# Weird mic noise with onboard realtek soundcard



## zsotty4 (Apr 5, 2009)

I have a problem with my microphone, it emmits a very annoying sound when i am using ventrilo or teamspeak, or just try to record something. Im using an onboard realtek sound card with ac97 drivers ( tried installing 3 different versions), the headsets i tried to use so far, are a sennheiser and a logitech. Nothing solved the problem so far. I've made a small sound file of this sound in the case might be helpful in solving the problem.


----------



## Riskyone101 (Oct 22, 2008)

Hello and Welcome to TSF,

Check this for me, go to the volume icon in taskbar and right click on it
open volume control, click on options tab in far left upper corner click on advanced
controls go to microphone and click on advance button for it, try removing checkmark for the +20db 

does this help with noise problem through the mic?


----------



## zsotty4 (Apr 5, 2009)

Nope. unfortunately it didnt fix it.
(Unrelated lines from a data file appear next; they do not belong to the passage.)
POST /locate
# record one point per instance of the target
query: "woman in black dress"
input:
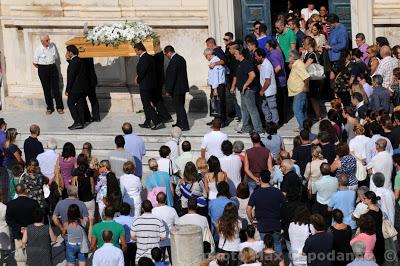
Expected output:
(341, 239)
(371, 200)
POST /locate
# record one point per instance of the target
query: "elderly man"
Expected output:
(216, 80)
(386, 66)
(44, 60)
(381, 162)
(48, 159)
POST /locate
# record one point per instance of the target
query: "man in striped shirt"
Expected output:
(147, 231)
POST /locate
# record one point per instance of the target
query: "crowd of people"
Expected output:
(332, 200)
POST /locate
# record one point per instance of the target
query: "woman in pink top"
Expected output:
(366, 235)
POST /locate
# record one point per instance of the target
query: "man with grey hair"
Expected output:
(359, 252)
(380, 97)
(48, 159)
(44, 59)
(387, 201)
(216, 80)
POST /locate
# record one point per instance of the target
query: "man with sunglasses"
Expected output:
(44, 60)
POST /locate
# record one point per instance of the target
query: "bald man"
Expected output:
(386, 66)
(44, 60)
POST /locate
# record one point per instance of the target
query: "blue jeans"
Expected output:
(300, 108)
(277, 240)
(250, 111)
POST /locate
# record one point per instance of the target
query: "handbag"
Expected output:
(316, 70)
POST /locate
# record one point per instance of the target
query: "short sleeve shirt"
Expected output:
(117, 230)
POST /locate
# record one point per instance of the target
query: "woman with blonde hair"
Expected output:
(312, 172)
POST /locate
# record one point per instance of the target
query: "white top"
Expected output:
(47, 163)
(212, 143)
(387, 202)
(232, 165)
(131, 186)
(169, 217)
(298, 235)
(45, 55)
(267, 72)
(257, 246)
(359, 146)
(108, 255)
(382, 162)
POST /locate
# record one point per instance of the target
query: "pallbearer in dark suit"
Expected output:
(177, 85)
(77, 86)
(146, 78)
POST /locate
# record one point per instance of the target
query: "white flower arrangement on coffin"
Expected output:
(117, 33)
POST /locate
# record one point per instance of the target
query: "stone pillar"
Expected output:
(221, 19)
(361, 20)
(186, 245)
Im starting to think that this is hardware issue, as the mic now goes completely deaf sometimes...


----------



## Riskyone101 (Oct 22, 2008)

ok please post pc specs here or just make and model of pc will be fine too

You probably need toupdate your sound driver and possibly video driver also.


----------



## zsotty4 (Apr 5, 2009)

So here are the specs ( this comp is actually kinda old)
ABIT bd7II-raid (realtek alc650 soundcard)
2x512 ddr400
gf6600gt (updated drivers 1 week ago)
450w psu (dunno the brand)
Seagate barracuda 120gb SATA


----------



## Riskyone101 (Oct 22, 2008)

Ok your psu is not supplying enough power to the motherboard for what you are running here.

Go here and read this:

http://www.techsupportforum.com/f210/power-supply-information-and-selection-192217.html

This will help you in determining what psu you are going to need here to run your setup.
If you need any suggestions or help on the matter, just ask, we will be happy to assist you.


----------



## Pauldo (Jun 22, 2008)

450 watts will run that set-up just fine.

The problem might be in the quality, however. If it is a cheap brand than that might explain the noise that you are hearing. There should be a sticker on the side of the psu, once you open up the case, that should give the brand or atleast some specs.
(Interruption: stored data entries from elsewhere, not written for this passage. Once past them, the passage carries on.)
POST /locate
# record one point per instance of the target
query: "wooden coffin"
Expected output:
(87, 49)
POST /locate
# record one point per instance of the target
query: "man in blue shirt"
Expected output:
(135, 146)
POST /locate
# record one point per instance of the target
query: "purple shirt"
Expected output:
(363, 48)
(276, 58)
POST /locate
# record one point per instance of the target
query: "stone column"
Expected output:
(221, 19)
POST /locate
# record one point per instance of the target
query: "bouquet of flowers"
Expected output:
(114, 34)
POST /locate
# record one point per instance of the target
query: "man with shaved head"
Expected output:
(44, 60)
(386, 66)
Another thing that I have experienced on those older integrated sound solutions is that they pick up interference really easily (hardware is not that good).

If you have tried other drivers than maybe the easiest solution would be to pick up a cheap sound card.


Just my 2 cents. :grin:

Pauldo


----------



## xuser48 (Sep 1, 2009)

Riskyone101 said:


> Ok your psu is not supplying enough power to the motherboard for what you are running here.


Hey, hold on. Stop bullshitting.

That PC would be able to run just fine with a 300W PSU.


----------